Choosing Who I Have Become
It is Sunday morning. Sunday is a “time-out” day when traditionally we dial back the fever of commerce, that survival game which we all play. Time outs, half times are important as a player, by definition, is the subject of the game, a mind/body point of awareness who agrees to engage in play with others. Playing is voluntary. It would seem that we must work to live, that we have no choice. Such thinking mistaken, a wilful forgetting that we choose to play. Some choose not to play, to “drop out,” to remove themselves from the rat-race. There are many ways of choosing not to play. But it is good to remind oneself that my life, the one that I have is the one that I choose. I can quit this game at any time. A time-out is a acknowledgement that freedom-to-choose is woven into the logic of life, at least for human selves, social beings that must live in community with others so constituted.
I was reminded of this insight by a challenge offered by a friend to another good friend, posed in terms of the dilemma between voluntary and involuntary taxation. I didn’t get into the middle of that conversation. I was prompted though to think about the exercise of freedom as experienced by the joint agreement between all of us to stop for a red light at a traffic intersection. It is not an act that is extracted from us, rather something that we jointly agree is best for all of us. It works. The game goes on. I may drive from one side of the country to the other, say from Fresno California to Mystic Connecticut by voluntarily stopping at every red light signal. The ultimate test of the formal/informal agreement between us is the traffic of New York City.
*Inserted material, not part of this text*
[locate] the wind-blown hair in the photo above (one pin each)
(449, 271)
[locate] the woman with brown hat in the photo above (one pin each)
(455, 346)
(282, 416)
The pact which we’ve made between us makes it possible to cross the Hudson River and drive up to New England. Remarkable!
We choose the life that we have, we – all of us by joint agreement, are playing a long game. Of course not everyone would agree with me. Some fiercely disagree and if they could, would take that life from us by various forms of force, the violence which they apparently understand so well.
Why should you and I buy into the goods which they are selling, the snake-oil of a short cut, the easy-work-around to the vulnerability of my choosing along with you the life that we have and enjoy?
The photo at the top of the post is of the lighting and the accessories that serve the create the atmosphere of Steve’s place, the Chatterbox Bar and Grill in Long Grove. Go for the food!
The photo at the bottom is of the early morning sun illuminating the plants in front of the window here at the Geneva Starbucks.